The height of the image formed by a converging lens on a screen is $8cm$. For the same position of the object and screen again an image of size $12.5cm$ is formed on the screen by shifting the lens. The height of the object:
A) $\dfrac{{625}}{{32}}cm$
B) $\dfrac{{64}}{{12.5}}cm$
C) $10cm$
D) None

Answer 1

Hint: The two provided cases are obtained by having a normal step up and then by shifting the positions of the lens. Obtain mathematical expressions for both the cases using the magnification formula and lens formula. Then solve them together by value substitution of one into the other, using their relation to get the required answer.

Formula used:
$\dfrac{1}{f} = \dfrac{1}{v} - \dfrac{1}{u}$
${M_1} = \dfrac{{{h_1}}}{h} = \dfrac{v}{u}$
${M_2} = \dfrac{{{h_2}}}{h} = \dfrac{{v'}}{{u'}}$

Complete solution:
As we know there are no changes in the position of the object or the screen in this question, and the only displacement is occurring for the position of the lens.
This question can be easily understood with the idea of a magnifying glass, let me explain it to you. Suppose you are trying to read a book with extremely small letters that you can only do with the help of a magnifying glass. Now you use a magnifying glass to view the letters, as we know similar to the question asked, a magnifying glass too has a converging lens, which is a convex lens. Now to get a better vision of the text we move the glass, keeping our eyes and the book in the same place.
We can make a diagram of the situation, and then do the basic math to arrive at the answer.

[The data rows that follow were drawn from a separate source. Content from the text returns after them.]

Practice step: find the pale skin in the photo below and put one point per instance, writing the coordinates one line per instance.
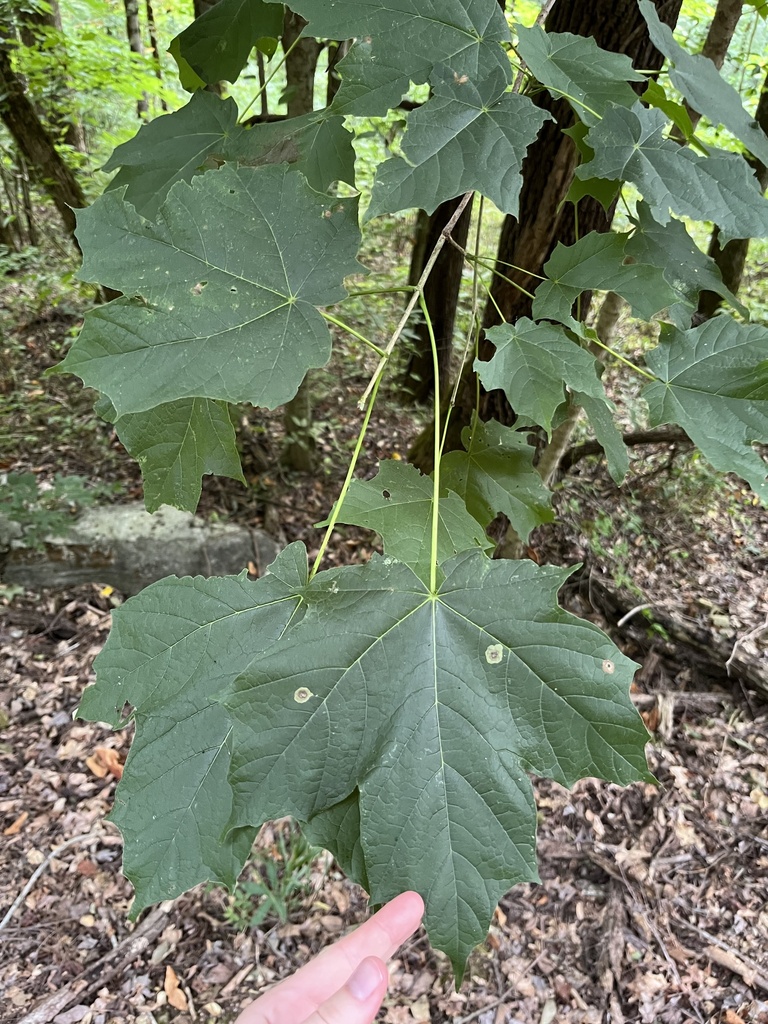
(345, 984)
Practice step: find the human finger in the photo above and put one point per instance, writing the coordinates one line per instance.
(357, 1001)
(298, 996)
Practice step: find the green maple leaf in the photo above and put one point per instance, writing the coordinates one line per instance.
(177, 444)
(532, 364)
(205, 133)
(397, 504)
(685, 267)
(707, 91)
(467, 137)
(496, 474)
(170, 648)
(631, 145)
(220, 292)
(714, 383)
(409, 39)
(577, 68)
(597, 262)
(216, 46)
(434, 708)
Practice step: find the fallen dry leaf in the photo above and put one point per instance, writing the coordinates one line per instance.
(171, 987)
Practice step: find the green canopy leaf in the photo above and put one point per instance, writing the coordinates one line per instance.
(205, 134)
(220, 292)
(175, 445)
(468, 137)
(410, 38)
(434, 708)
(216, 46)
(597, 262)
(577, 68)
(496, 474)
(170, 649)
(532, 364)
(397, 504)
(686, 269)
(714, 383)
(631, 145)
(701, 84)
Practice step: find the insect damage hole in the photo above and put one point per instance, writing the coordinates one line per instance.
(494, 653)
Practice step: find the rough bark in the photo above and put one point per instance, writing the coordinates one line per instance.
(35, 143)
(732, 257)
(545, 219)
(301, 65)
(153, 30)
(441, 296)
(133, 29)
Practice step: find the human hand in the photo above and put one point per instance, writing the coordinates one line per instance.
(346, 982)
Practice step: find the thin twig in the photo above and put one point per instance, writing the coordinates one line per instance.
(466, 200)
(89, 837)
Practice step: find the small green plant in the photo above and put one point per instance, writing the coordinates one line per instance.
(44, 509)
(280, 882)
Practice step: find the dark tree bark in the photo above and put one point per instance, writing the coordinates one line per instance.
(301, 65)
(57, 105)
(732, 257)
(153, 30)
(545, 219)
(34, 142)
(133, 29)
(441, 297)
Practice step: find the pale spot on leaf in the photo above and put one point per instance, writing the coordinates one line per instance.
(494, 653)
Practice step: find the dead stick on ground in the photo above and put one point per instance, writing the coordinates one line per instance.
(415, 295)
(87, 838)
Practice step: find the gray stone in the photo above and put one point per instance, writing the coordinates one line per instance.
(127, 548)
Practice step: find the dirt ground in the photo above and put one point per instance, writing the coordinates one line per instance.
(653, 900)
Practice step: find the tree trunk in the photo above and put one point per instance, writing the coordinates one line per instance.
(301, 65)
(732, 257)
(133, 29)
(153, 30)
(441, 297)
(35, 143)
(545, 219)
(38, 28)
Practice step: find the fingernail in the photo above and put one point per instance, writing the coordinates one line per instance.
(366, 980)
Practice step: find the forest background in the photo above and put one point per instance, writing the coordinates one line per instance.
(89, 82)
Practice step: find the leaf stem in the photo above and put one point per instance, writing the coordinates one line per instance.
(418, 289)
(622, 358)
(334, 518)
(437, 446)
(270, 76)
(350, 330)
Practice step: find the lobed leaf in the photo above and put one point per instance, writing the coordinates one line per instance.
(220, 292)
(467, 137)
(532, 364)
(597, 262)
(630, 145)
(171, 647)
(397, 504)
(434, 708)
(574, 67)
(496, 474)
(713, 381)
(705, 88)
(205, 134)
(175, 445)
(216, 46)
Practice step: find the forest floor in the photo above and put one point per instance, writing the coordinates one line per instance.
(652, 904)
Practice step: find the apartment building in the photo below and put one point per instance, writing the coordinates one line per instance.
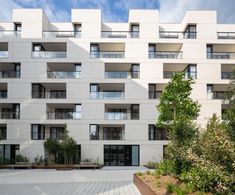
(104, 80)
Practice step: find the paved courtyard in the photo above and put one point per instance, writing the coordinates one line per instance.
(107, 181)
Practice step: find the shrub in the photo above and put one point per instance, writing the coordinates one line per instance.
(21, 158)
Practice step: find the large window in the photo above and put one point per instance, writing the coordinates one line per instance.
(37, 132)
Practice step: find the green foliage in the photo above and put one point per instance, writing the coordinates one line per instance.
(175, 101)
(21, 158)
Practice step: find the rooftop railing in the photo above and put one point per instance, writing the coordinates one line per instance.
(166, 54)
(119, 34)
(61, 34)
(107, 54)
(9, 33)
(48, 54)
(112, 95)
(64, 115)
(64, 74)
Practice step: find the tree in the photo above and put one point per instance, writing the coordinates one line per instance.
(177, 109)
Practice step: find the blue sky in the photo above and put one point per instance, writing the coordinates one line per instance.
(117, 10)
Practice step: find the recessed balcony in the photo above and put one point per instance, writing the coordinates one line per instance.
(49, 90)
(3, 50)
(10, 70)
(166, 50)
(189, 70)
(121, 112)
(227, 71)
(114, 91)
(63, 111)
(49, 50)
(121, 71)
(221, 51)
(107, 132)
(107, 50)
(3, 90)
(9, 111)
(63, 70)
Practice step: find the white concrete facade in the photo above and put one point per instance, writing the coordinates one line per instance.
(46, 53)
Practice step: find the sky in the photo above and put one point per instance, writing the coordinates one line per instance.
(117, 10)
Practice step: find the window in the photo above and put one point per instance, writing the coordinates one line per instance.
(94, 132)
(37, 132)
(135, 31)
(190, 32)
(94, 51)
(156, 133)
(57, 132)
(3, 132)
(135, 71)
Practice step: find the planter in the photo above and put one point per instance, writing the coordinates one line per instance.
(142, 186)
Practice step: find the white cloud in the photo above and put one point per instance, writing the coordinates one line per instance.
(174, 10)
(51, 10)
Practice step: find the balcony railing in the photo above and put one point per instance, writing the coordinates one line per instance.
(119, 34)
(48, 54)
(121, 116)
(112, 95)
(226, 75)
(64, 115)
(64, 74)
(221, 55)
(9, 115)
(121, 75)
(155, 94)
(61, 34)
(9, 74)
(177, 35)
(166, 54)
(10, 33)
(3, 54)
(3, 94)
(226, 35)
(107, 54)
(49, 95)
(108, 136)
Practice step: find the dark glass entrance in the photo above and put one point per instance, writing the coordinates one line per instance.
(121, 155)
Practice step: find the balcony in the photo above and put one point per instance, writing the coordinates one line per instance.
(9, 33)
(107, 132)
(3, 90)
(221, 51)
(155, 90)
(9, 111)
(3, 50)
(63, 70)
(121, 71)
(119, 34)
(226, 35)
(166, 51)
(63, 111)
(107, 50)
(61, 34)
(121, 112)
(227, 71)
(49, 50)
(190, 70)
(109, 91)
(177, 35)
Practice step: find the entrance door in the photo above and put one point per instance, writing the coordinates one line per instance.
(121, 155)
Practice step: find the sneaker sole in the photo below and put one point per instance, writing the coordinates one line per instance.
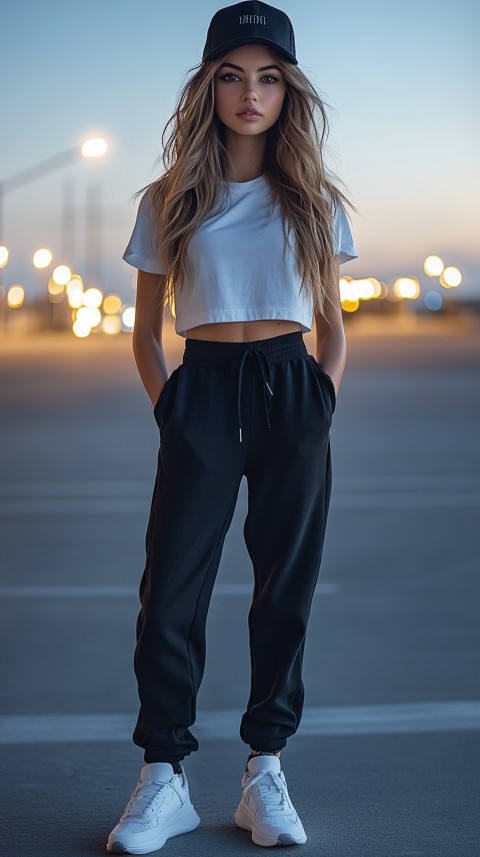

In the figure P1 is the first position and P2 is the second position. D is the distance between the object and the screen and h denotes the height of the object.
From lens formulae
$\dfrac{1}{f} = \dfrac{1}{v} - \dfrac{1}{u}$
$ \Rightarrow \dfrac{1}{f} = \dfrac{1}{{d - u}} - \dfrac{1}{u}$
Let ${h_1}$and ${h_2}$be the two image heights.
Magnification of first position can be written as
${M_1} = \dfrac{{{h_1}}}{h} = \dfrac{v}{u}$
And for second position
${M_2} = \dfrac{{{h_2}}}{h} = \dfrac{{v'}}{{u'}}$
Multiplying both equations and simplifying
${M_1}{M_2} = \dfrac{{{h_1}}}{h}\dfrac{{{h_2}}}{h} = \dfrac{v}{u}\dfrac{{v'}}{{u'}}$
On simplifying equations of image distance, we get
$\eqalign{
& v = u \cr
& v' = u' \cr} $
Therefore
${h_1}{h_2} = {h^2}$
Substituting the values
$\therefore h = \sqrt {8 \times 12.5} = 10cm$
Hence, the height of the object is $10cm$.

Therefore, option C is the correct answer.

Note:
Note that the above formula is independent of the distance between the two lenses, the effect is already included in the heights of the images. It is very important to use proper sign convention in solving this problem; otherwise it will lead to false results.